On Intel CPU Skylake and newer __builtin_prefetch doesn't need to be protected with a null check

google / tcmalloc

Apache License 2.0

4.4k stars 480 forks source link

On Intel CPU Skylake and newer __builtin_prefetch doesn't need to be protected with a null check #67

Open goldsteinn opened 3 years ago

goldsteinn commented 3 years ago

See: https://github.com/google/tcmalloc/blob/master/tcmalloc/internal/linked_list.h#L48

From Intel Manual:

The cache hierarchy of the Skylake microarchitecture has the following enhancements: • Higher Cache bandwidth compared to previous generations. • Simultaneous handling of more loads and stores enabled by enlarged buffers. • Processor can do two page walks in parallel compared to one in Haswell microarchitecture and earlier generations. • Page split load penalty down from 100 cycles in previous generation to 5 cycles. • L3 write bandwidth increased from 4 cycles per line in previous generation to 2 per line. • Support for the CLFLUSHOPT instruction to flush cache lines and manage memory ordering of flushed data using SFENCE. • Reduced performance penalty for a software prefetch that specifies a NULL pointer. • L2 associativity changed from 8 ways to 4 ways.

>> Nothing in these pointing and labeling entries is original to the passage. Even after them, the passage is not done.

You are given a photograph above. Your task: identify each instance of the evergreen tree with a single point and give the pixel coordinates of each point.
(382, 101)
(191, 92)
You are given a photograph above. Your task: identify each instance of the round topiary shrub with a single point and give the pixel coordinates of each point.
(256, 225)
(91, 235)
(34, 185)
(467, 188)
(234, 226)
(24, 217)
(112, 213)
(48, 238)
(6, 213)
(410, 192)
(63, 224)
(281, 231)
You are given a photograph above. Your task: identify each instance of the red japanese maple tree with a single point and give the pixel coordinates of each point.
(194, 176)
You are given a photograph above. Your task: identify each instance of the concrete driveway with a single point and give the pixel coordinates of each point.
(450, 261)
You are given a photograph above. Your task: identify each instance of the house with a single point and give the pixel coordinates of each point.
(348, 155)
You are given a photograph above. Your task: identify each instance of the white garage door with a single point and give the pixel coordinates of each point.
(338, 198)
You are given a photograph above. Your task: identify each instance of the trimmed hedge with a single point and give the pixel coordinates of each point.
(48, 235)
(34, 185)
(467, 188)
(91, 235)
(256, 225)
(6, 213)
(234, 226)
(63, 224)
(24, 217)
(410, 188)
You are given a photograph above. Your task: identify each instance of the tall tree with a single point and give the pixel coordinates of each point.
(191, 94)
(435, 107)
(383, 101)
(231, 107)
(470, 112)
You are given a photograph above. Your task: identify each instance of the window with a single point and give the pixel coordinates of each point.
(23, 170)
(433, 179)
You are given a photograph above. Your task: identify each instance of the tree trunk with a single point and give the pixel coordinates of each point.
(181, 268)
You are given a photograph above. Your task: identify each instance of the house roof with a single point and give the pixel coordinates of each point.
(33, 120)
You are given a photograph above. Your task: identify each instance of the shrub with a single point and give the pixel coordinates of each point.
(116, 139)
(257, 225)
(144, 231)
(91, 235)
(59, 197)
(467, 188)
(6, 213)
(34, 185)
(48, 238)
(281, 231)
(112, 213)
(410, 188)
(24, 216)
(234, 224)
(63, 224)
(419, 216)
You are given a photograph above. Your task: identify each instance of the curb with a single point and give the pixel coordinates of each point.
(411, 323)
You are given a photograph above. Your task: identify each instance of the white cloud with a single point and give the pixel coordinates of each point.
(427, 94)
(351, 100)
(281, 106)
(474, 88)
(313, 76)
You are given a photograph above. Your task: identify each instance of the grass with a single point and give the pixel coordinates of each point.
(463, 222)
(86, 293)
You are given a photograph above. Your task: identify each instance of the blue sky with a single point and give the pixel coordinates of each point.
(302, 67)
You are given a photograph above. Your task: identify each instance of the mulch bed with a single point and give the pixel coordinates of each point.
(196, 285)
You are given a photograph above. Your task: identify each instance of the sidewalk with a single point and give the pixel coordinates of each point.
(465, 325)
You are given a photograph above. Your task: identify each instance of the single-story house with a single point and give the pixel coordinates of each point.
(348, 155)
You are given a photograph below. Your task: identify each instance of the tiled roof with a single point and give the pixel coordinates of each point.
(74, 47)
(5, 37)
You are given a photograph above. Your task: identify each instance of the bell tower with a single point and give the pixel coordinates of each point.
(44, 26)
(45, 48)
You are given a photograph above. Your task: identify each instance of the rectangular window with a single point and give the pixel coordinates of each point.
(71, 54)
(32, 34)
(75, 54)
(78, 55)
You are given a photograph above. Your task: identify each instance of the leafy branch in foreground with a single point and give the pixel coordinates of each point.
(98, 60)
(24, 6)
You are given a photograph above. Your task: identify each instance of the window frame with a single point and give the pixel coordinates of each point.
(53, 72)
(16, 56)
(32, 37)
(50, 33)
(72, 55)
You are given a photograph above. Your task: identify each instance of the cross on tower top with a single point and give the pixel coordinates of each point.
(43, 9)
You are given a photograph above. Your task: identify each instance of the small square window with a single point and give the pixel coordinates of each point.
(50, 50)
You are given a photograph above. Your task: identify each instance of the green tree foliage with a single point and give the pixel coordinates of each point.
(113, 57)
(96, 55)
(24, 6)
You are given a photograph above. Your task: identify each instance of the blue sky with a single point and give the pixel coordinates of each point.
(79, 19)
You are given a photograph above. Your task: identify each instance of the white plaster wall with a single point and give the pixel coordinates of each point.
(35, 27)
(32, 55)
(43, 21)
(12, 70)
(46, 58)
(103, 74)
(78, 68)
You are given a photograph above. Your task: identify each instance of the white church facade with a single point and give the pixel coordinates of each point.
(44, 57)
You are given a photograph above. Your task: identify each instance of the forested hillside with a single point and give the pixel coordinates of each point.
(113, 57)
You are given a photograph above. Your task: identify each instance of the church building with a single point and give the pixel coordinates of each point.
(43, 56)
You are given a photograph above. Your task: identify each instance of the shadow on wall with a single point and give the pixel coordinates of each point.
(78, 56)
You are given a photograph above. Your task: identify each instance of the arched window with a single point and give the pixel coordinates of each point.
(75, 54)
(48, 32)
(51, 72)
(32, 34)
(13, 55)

Did a quick test on my machine not seeing any DTLB_LOAD_MISSES on prefetch NULL (or any address less than 4096 for that matter).

rojkov commented 3 years ago

I wonder what's the best way to detect Skylake and newer CPUs at compile time. GCC seems to set some useful defines

$ gcc -march=native -dM -E - < /dev/null | grep -i skylake
#define __skylake_avx512__ 1
#define __skylake_avx512 1
#define __tune_skylake_avx512__ 1

But clang doesn't do that. Both compilers set defines for Skylake features like __AVX512VL__ though.

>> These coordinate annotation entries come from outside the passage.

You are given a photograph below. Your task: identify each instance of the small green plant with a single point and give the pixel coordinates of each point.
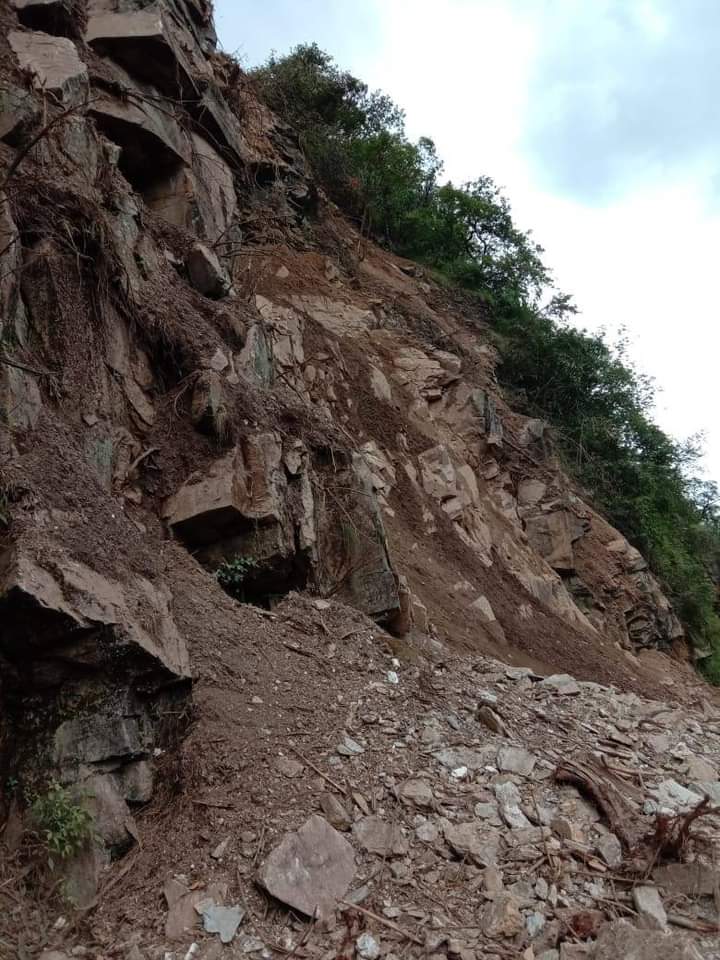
(232, 574)
(65, 826)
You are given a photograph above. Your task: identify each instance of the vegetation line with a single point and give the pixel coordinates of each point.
(646, 482)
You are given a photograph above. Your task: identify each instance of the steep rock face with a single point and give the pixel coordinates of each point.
(195, 357)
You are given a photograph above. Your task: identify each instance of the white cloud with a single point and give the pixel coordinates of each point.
(484, 77)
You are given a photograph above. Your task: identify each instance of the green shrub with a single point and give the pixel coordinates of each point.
(233, 574)
(600, 406)
(64, 825)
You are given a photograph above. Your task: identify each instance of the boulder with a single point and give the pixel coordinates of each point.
(18, 112)
(206, 273)
(153, 46)
(552, 535)
(473, 840)
(650, 909)
(378, 836)
(311, 869)
(53, 62)
(622, 939)
(516, 760)
(560, 683)
(501, 917)
(61, 602)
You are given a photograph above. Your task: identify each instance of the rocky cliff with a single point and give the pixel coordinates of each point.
(204, 368)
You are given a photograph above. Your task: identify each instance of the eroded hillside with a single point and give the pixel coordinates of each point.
(208, 377)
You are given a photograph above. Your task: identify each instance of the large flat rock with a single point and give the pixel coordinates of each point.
(310, 869)
(53, 62)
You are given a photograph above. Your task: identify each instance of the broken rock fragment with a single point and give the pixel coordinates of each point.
(501, 917)
(561, 683)
(651, 912)
(515, 760)
(206, 273)
(377, 836)
(622, 939)
(417, 792)
(53, 62)
(310, 869)
(473, 840)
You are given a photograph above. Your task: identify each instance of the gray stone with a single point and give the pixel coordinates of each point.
(671, 797)
(335, 812)
(417, 792)
(350, 748)
(206, 273)
(698, 770)
(488, 717)
(709, 789)
(310, 869)
(534, 924)
(53, 62)
(508, 798)
(516, 760)
(561, 683)
(136, 780)
(610, 850)
(687, 879)
(454, 757)
(650, 908)
(101, 797)
(367, 947)
(292, 769)
(474, 841)
(221, 849)
(18, 111)
(378, 836)
(427, 832)
(501, 917)
(622, 939)
(222, 920)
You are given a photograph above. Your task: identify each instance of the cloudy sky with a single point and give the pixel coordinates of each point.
(600, 120)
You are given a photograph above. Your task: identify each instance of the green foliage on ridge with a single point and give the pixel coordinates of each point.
(587, 388)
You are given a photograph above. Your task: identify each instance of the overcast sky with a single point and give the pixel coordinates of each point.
(600, 120)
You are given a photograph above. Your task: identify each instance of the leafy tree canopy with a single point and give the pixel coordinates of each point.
(600, 405)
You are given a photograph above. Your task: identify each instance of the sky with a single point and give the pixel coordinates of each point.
(601, 121)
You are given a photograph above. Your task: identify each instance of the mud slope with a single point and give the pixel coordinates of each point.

goldsteinn commented 3 years ago

I think that will only cover skylake server. Aka:

$ gcc -march=skylake -dM -E - < /dev/null | grep -i skylake
#define __skylake__ 1
#define __tune_skylake__ 1
#define __skylake 1

vs.

$ gcc -march=skylake-avx512 -dM -E - < /dev/null | grep -i skylake
#define __skylake_avx512__ 1
#define __skylake_avx512 1
#define __tune_skylake_avx512__ 1

But you could probably hack it together with something along the lines of:

#if (__skylake__ || __AVX512F__) && !__knl__ // Can skip the !__knl__ if Knights Landing also optimizes out prefetch NULL
#define USE_PREFETCH_NULL 1
#endif

AFAIK Any non Knight's Landing micro-arch with AVX512 is Skylake or newer so __AVX512F__ + __skylake__ should work. There may be something I'm missing though.

That said rather than a GCC hack. Probably best bet is to use CPUID.